Here is the derivation how a two-body problem can be reduced to one body-problem. I write it in one dimension,but the derivation is the same for 3D.

There are two point masses, m1, m2. Their coordinates are x1 and x2. m1 exerts force f12 on m2 and m2 exerts force f21 on m1. Assume the forces act along the line connecting the masses.

f12=-f21=F

[itex]m_1\ddot x_1=-F[/itex].....(1)
[itex]m_2\ddot x_2=F[/itex].....(2)

Add the equations:
[itex]m_1\ddot x_1+m_2\ddot x_2=0[/itex]....(3)
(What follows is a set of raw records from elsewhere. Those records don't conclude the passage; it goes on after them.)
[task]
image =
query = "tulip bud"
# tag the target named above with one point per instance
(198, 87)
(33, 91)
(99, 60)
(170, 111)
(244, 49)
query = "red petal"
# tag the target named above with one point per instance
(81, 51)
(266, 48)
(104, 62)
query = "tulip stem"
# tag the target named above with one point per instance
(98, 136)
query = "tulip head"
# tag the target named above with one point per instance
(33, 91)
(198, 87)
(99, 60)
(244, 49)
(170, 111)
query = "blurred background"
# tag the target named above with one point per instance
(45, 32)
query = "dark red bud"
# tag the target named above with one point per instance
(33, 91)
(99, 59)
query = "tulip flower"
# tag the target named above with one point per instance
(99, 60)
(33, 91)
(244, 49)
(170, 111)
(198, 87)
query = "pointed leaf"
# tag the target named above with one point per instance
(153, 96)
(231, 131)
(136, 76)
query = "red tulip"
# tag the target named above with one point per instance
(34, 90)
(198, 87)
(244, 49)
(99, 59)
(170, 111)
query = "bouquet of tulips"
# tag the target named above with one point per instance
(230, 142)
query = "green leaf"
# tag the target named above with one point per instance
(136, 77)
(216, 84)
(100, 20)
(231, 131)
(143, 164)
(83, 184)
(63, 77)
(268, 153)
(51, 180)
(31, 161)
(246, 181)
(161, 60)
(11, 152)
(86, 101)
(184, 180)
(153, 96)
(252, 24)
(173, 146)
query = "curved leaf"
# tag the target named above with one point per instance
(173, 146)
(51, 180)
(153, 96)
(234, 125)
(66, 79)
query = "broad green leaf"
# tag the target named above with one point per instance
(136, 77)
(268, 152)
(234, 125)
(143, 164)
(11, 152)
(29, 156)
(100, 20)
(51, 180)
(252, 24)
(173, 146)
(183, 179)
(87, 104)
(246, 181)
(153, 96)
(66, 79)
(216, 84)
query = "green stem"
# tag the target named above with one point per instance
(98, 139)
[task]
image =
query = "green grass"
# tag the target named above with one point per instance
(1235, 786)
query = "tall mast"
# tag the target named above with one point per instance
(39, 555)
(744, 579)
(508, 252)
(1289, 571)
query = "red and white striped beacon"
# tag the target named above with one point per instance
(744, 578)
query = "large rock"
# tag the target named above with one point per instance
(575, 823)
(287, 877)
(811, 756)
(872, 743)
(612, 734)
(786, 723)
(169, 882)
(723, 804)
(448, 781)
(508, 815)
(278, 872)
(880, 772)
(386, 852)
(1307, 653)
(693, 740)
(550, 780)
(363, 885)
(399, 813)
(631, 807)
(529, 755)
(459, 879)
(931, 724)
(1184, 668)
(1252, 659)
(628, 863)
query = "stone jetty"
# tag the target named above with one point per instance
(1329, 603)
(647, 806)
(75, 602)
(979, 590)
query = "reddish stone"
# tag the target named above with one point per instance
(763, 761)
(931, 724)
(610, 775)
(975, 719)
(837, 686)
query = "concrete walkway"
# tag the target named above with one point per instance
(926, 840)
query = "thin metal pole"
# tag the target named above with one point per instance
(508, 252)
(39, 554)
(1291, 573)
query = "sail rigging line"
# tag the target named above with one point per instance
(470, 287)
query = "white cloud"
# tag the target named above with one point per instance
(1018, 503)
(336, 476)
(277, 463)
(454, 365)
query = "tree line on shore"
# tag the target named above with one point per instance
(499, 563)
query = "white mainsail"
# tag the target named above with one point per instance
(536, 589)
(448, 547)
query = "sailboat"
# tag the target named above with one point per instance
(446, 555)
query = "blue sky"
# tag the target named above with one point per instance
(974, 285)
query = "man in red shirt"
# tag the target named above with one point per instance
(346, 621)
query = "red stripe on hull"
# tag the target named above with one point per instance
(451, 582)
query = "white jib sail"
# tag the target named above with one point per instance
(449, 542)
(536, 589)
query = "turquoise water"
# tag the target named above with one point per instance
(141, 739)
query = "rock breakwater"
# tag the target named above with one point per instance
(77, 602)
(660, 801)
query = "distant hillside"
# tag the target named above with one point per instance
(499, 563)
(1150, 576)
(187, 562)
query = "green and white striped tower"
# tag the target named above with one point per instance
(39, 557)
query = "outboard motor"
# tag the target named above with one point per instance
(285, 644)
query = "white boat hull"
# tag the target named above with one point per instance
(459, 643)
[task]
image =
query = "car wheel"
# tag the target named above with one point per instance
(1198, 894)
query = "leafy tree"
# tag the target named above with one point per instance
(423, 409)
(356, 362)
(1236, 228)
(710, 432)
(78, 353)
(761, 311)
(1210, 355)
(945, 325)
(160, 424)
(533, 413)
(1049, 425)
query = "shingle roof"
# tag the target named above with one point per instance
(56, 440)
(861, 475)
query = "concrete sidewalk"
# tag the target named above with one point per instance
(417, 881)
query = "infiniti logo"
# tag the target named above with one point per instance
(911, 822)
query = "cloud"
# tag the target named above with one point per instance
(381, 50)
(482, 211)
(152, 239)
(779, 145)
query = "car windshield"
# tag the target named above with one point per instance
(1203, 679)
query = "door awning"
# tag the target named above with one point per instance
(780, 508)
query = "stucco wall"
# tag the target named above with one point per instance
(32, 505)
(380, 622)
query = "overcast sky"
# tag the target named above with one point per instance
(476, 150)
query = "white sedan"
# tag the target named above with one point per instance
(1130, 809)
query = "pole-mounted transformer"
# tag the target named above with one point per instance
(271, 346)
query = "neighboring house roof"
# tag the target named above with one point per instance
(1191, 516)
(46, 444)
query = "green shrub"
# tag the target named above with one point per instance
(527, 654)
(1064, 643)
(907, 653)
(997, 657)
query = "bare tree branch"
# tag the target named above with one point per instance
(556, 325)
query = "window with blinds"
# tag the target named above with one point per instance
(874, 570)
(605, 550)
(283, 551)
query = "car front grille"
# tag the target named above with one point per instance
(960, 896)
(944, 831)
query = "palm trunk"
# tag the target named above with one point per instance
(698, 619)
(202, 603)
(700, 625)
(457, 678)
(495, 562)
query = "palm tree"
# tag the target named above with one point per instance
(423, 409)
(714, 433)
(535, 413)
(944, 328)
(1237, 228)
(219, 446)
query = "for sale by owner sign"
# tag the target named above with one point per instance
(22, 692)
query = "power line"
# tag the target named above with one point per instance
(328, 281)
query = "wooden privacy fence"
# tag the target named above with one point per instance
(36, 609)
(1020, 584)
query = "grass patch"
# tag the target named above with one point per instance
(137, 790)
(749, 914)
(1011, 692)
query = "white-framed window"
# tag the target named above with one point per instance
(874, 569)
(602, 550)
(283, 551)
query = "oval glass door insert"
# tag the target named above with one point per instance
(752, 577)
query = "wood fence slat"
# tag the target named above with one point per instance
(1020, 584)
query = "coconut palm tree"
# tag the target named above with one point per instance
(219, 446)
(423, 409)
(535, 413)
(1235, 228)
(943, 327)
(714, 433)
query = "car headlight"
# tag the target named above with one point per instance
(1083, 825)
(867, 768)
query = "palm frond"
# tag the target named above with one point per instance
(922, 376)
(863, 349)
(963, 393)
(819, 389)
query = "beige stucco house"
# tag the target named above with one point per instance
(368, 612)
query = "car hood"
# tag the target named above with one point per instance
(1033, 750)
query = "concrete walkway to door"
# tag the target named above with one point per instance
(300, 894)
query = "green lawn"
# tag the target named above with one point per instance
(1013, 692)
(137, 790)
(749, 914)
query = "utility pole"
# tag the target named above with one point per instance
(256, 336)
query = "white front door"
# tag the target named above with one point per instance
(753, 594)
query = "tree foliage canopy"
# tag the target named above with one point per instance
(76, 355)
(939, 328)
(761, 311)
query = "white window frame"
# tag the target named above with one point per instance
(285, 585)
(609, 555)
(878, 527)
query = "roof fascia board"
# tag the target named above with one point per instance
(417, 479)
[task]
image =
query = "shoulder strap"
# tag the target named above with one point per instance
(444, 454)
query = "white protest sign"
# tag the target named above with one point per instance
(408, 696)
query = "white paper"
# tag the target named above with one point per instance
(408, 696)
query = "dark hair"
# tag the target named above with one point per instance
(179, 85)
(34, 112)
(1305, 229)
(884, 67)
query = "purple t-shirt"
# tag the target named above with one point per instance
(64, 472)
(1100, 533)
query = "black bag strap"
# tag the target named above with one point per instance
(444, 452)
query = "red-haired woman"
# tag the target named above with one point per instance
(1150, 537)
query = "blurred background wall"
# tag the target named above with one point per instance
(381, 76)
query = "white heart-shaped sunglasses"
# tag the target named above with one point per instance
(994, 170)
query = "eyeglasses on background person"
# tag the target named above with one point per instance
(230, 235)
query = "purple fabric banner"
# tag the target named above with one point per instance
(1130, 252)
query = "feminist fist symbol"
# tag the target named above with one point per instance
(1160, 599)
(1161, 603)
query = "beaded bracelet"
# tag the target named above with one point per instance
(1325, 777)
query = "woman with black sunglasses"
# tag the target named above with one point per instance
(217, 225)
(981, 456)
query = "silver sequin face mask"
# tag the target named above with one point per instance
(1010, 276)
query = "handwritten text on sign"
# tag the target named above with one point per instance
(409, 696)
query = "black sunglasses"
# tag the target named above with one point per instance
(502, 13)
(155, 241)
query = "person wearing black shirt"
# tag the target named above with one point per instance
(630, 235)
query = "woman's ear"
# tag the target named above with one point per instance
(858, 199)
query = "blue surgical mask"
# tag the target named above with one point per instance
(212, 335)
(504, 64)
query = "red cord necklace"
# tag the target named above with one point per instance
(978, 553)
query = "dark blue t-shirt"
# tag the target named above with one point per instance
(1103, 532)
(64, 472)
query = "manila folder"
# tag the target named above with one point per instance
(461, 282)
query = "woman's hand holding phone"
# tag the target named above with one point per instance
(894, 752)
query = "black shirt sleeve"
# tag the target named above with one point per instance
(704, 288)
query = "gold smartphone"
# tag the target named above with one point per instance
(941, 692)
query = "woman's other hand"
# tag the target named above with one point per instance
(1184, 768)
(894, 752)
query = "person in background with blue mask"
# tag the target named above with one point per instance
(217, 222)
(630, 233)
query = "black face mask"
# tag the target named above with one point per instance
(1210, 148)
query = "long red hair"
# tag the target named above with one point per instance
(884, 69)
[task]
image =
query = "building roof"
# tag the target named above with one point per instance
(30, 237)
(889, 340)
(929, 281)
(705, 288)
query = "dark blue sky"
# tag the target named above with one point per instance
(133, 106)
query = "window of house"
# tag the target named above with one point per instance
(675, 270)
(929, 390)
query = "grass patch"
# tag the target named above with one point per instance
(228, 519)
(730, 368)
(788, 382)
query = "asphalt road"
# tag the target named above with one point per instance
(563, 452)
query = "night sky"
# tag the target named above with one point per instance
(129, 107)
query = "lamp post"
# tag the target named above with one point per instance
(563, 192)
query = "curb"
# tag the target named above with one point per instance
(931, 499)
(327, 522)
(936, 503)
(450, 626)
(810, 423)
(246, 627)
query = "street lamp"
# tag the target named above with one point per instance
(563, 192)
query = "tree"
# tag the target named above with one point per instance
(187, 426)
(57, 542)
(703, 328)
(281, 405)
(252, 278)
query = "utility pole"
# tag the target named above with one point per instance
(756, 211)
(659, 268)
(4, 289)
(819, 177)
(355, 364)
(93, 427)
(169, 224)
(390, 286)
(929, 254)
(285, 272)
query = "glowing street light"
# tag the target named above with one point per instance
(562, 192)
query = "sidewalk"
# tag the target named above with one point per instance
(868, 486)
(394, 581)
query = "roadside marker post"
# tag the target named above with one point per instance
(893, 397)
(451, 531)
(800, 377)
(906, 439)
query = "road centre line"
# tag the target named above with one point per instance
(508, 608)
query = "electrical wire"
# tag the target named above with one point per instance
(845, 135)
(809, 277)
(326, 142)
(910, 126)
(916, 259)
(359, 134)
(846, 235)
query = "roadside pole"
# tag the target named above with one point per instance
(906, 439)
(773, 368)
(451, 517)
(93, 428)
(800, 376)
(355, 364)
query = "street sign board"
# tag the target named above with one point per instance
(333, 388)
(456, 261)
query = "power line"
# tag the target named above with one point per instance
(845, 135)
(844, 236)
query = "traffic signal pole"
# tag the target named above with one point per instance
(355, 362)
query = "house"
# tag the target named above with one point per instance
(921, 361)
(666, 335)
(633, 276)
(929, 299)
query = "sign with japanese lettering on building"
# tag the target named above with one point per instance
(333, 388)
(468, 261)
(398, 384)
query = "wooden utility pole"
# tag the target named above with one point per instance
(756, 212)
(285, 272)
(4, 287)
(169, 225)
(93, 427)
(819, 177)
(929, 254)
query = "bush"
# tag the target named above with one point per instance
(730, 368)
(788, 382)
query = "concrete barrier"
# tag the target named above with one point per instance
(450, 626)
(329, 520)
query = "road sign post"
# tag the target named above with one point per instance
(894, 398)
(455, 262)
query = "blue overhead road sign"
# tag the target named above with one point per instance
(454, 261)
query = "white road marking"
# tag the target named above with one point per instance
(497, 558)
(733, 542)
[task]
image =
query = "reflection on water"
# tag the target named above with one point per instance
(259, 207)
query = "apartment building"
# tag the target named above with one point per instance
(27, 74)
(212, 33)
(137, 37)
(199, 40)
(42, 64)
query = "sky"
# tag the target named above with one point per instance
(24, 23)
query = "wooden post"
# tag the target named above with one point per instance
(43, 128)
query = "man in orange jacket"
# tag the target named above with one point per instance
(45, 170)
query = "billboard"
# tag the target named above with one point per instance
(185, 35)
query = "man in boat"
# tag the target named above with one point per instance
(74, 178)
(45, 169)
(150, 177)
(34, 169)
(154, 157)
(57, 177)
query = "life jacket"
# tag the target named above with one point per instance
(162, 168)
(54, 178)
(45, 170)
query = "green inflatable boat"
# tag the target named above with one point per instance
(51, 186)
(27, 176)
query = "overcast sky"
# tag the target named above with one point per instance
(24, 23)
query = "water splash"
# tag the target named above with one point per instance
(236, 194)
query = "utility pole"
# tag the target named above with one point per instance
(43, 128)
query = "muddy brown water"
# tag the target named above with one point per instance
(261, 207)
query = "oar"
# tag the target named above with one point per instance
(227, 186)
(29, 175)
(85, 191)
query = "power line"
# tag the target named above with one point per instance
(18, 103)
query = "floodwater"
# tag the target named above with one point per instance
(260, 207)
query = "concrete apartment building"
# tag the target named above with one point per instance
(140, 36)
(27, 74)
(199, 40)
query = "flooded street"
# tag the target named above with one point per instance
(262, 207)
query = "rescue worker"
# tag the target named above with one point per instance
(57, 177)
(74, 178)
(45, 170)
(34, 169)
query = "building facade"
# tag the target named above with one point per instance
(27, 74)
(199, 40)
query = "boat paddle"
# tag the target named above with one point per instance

The coordinate of the centre of mass is X
[itex]X=\frac{m_1 x_1+m_2 x_2}{m_1 +m_2}[/itex]
so you can write equation (3) as [itex](m_1+m_2)\ddot X=0[/itex]

The centre of mass moves with constant velocity. You can choose the frame of reference fixed to the CM: Then X=0,

[itex]m_1x_1+m_2x_2=0[/itex].

Divide equation (1) with m1, equation(2) with m2 and subtract them.

[itex]\ddot x_1=-\frac{F}{m_1}[/itex]
[itex]\ddot x_2=\frac{F}{m_2}[/itex]
[itex]\ddot x_2-\ddot x_1=\frac{F}{m_2}+\frac{F}{m_1}[/itex]

Denote x2 -x1 = x
and
[itex]\frac{1}{μ}=\frac{1}{m_1}+\frac{1}{m_2}[/itex]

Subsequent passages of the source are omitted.